Who knew back then that one
day, under pandemic conditions, a drive-in might be the only way to leave home
and see a movie on a giant screen? It used to be easy, if you lived in West
L.A., to watch any sort of film that interested you – art house, blockbuster,
genre flick, classic – from the comfort of a multiplex theatre seat. Now,
though, you need to drive a long distance to search out the few drive-in
theatres in the area, including the Vineland Drive-In in the City of Industry
and the seventy-year-old Mission Tiki Drive-In in Montclair, where you can
watch a movie while sitting (how Southern California!) behind the wheel of your
car.

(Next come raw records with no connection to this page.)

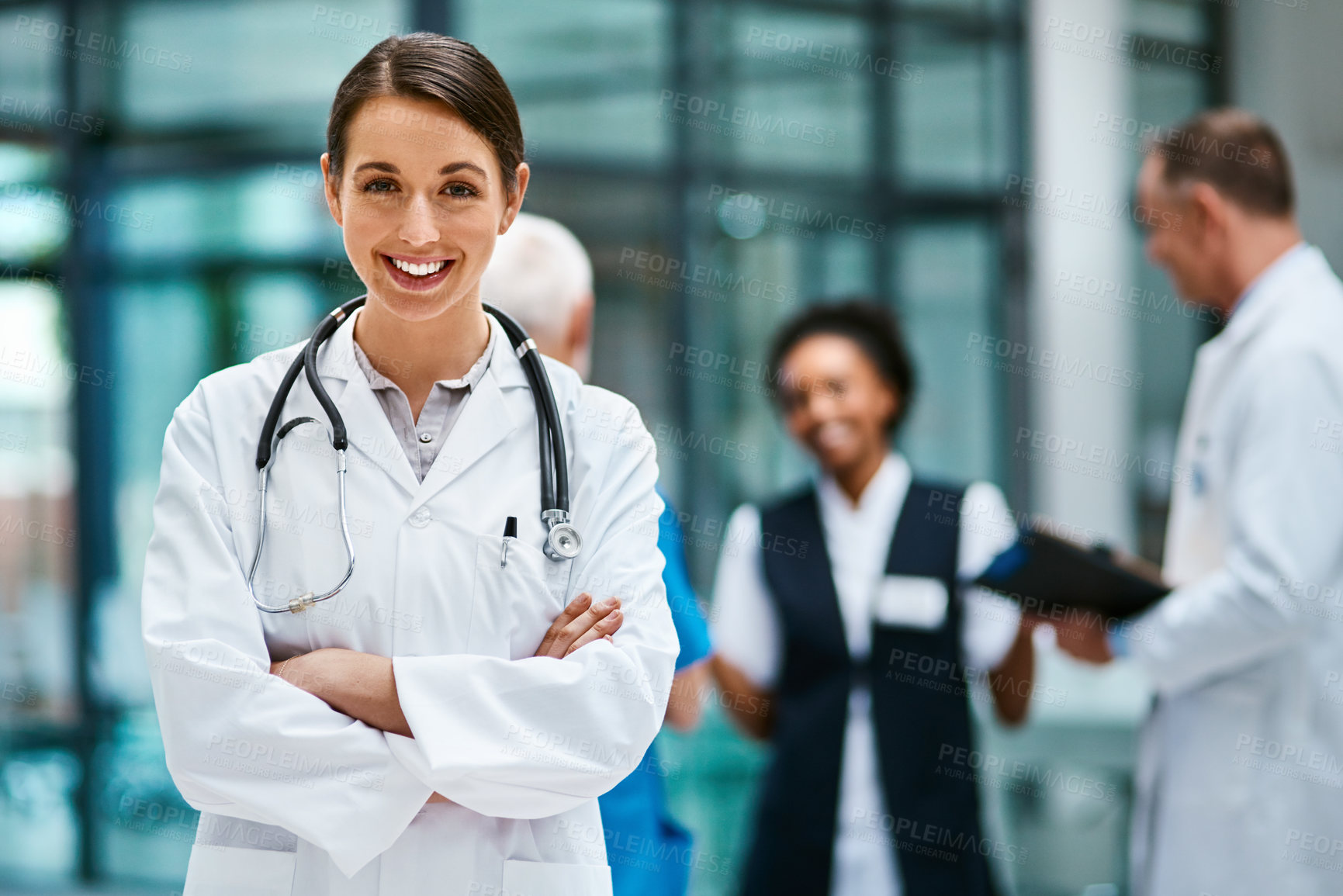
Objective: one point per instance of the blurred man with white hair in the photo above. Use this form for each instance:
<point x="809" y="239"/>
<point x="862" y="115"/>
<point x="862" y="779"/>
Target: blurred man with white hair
<point x="543" y="277"/>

Other venues are trying their best to get into the act, showing movies on
roof-tops and in parking lots. Which is how I came to see two nights of
something called Dance Camera West, under the auspices of Santa Monica’s Broad
Stage.
Dance Camera West is an organization promoting dance on cinema, by way of an annual festival of short films from all over the world. What I saw at the drive-in screening, in the parking lot of a satellite campus of Santa Monica College, was a Best of the Fest selection of 16 short pieces (eight each night). It was not, to be honest, the full drive-in experience. No popcorn for sale; no concessions shack; and -- as far as I could tell – no one was making out in the back seat of a souped-up car. We all watched quietly behind our windshields, signaling our enthusiasm at the end of each piece by honking our horns.

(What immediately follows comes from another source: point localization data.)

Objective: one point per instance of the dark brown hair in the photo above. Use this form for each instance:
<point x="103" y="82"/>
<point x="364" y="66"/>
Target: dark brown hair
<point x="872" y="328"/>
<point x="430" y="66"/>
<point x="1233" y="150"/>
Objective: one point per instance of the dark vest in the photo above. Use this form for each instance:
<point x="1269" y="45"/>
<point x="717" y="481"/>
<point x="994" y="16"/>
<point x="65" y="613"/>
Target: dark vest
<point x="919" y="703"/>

And what were the films like? They were a well-assorted bunch: some funny, some tragic; a few ponderously “meaningful”; most joyous in their affection for bodies in motion. Though all contained dance of some sort, the spotlight was really on the film director, whose imagination and daring showed off the dancers from new angles and in surprising contexts. Several of my very favorites (one from Portugal, one from Australia, one made in Moab, Utah) filmed the dancers in exotic outdoor settings – leaping on desert bluffs, undulating on the shore of a great sea, suspended from the walls of monolithic modern buildings. (Cameras mounted on drones allowed for an otherworldly perspective, which in the Australian film made the dancers look like giant insects surging across the landscape) A few films made a direct comment on our current safer-at-home predicament: one German-based director enlisted a handful of dancers who managed to photograph themselves all cavorting to the same tune from their individual bedrooms and kitchens. A somewhat traditional-looking Argentine film, featuring paired tango dancers gliding gracefully across the floor of a glass-walled studio, broke free of its location at the close to show one participant leaving the gathering, climbing onto a bus, and heading back home to her everyday life.
Afterwards, did these movies make me feel like dancing? Yes indeed.